Juchitán de Zaragoza, Oaxaca; Mexico;
- Frequency: 106.1 FM
- Branding: Órbita Digital

Programming
- Format: Community radio

Ownership
- Owner: Guna Caa Yuni Xhiña, A.C.

History
- First air date: 2017 (social community concession)
- Former frequencies: 90.9 FM, 92.5 FM (as a pirate)
- Call sign meaning: Guna Caa Yuni Xhiña

Technical information
- Class: A
- ERP: 2.16 kW
- HAAT: 33.6 m
- Transmitter coordinates: 16°26′52.1″N 95°01′15.8″W﻿ / ﻿16.447806°N 95.021056°W

Links
- Website: orbitadigital.com.mx

= XHGCY-FM =

Community radio station in Juchitán de Zaragoza, Oaxaca

XHGCY-FM is a community radio station on 106.1 FM in Juchitán de Zaragoza, Oaxaca.
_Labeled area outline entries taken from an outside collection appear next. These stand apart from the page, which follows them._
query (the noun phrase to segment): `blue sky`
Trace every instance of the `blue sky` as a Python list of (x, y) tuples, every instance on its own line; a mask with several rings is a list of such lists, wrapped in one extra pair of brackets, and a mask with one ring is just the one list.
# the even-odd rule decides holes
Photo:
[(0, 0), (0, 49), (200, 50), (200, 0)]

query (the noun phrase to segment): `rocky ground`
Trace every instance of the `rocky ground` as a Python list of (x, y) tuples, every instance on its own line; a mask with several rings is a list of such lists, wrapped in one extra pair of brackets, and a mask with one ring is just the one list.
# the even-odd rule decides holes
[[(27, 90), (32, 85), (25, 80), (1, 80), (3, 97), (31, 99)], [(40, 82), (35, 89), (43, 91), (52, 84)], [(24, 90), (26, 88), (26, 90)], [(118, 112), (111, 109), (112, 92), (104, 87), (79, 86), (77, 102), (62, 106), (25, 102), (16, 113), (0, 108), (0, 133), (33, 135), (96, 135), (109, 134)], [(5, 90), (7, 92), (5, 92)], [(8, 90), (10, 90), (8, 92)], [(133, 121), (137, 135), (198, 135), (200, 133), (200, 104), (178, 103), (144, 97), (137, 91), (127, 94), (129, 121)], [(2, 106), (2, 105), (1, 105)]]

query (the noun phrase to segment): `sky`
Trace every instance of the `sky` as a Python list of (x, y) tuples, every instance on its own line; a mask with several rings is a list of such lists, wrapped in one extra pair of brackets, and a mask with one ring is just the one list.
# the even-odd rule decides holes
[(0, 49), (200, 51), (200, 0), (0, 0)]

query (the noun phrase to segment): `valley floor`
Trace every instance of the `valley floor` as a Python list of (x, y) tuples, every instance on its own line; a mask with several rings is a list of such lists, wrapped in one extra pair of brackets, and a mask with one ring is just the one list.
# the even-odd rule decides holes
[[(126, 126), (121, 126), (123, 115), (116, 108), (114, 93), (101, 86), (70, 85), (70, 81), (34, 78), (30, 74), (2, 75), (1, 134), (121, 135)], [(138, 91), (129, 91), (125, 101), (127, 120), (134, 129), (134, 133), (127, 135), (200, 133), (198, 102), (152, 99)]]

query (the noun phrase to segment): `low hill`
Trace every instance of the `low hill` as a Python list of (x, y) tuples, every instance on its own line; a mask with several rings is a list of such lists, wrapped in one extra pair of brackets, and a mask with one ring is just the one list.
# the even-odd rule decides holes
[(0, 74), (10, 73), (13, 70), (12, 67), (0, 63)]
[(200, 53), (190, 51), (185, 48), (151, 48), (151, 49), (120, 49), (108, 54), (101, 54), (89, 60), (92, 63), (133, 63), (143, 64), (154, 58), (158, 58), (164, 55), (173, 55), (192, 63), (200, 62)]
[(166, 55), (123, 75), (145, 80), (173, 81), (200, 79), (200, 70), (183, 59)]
It is known as Órbita Digital and owned by the civil association Guna Caa Yuni Xhiña, A.C.

==History==
Órbita Digital operated as a pirate station until it was raided in November 2014 along with other unlicensed radio stations in the region. The Federal Telecommunications Institute (IFT) later imposed a fine.

In September 2017, weeks after a major earthquake struck Juchitán, the IFT approved a new social community radio concession for Órbita Digital (incorporated as Guna Caa Yuni Xhiña, A.C.). With the concession, the newly minted XHGCY-FM moved to 106.1 MHz.